All photos by Sonnyphotos
Dear Shaded Viewers,
The Dries Van Noten Spring/Summer 2026 show at the Palais de Tokyo unfolded like a memory at the edge of the sea—waves lapping gently in the soundtrack, light shimmering above silhouettes that suggested both celebration and tranquility. The invitation alone whispered its poetry: a photograph of rolling water and a scattering of hand-written letters, ink clouded as if washed by rain, calling guests to drift for a moment between worlds—between day and dusk, between anticipation and ease.
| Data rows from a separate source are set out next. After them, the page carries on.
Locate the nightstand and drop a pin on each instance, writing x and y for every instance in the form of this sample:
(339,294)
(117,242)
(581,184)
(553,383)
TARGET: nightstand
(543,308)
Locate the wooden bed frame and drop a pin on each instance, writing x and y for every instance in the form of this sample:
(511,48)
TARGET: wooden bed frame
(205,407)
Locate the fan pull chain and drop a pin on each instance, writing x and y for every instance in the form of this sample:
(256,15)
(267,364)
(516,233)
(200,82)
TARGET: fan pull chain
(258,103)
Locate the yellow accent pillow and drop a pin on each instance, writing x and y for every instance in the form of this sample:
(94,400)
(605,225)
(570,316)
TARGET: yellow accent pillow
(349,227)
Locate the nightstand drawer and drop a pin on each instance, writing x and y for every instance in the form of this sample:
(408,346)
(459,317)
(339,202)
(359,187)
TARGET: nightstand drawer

On the runway, the collection blended the elegance of a wetsuit with the playful grandeur of summer, echoing the clean lines of surfers in the sunset: small, rounded raglan shoulders and fluid Bermudas rippled alongside regal tailoring enlivened by foaming ruffles and stiff boards. Colors shifted gently from subtle whites to bold saturations, as if the sky were blushing above the water; graphic embroideries and geometric overlays recalled black ink sketches dissolving in sunlight.
The atmosphere vibrated with the sound of waves—Philip Glass’s delicate notes mingling with hints of surf rock—inviting the audience to exhale and float, lost in the gentle rhythm of tide and breeze. Jewels clustered on garments like shells collected from the shore, while slouchy knits and capacious bags invited escape and adventure, every detail reinforcing the designer’s vision of joyful, unfiltered intuitiveness.
Every gesture—like sun on wet linen, a sleeve rolled up and ready for a stroll at dawn—was a celebration of simple things, a dance with nature’s own balancing act: bold but easy, stiff yet floaty, casual yet refined. The show asked guests not merely to witness, but to feel the freedom of summer, to join the procession of color and soft grandeur, and to remember how beautiful it is when rain meets letters and sound meets surf—where emotion becomes air, and air becomes poetry.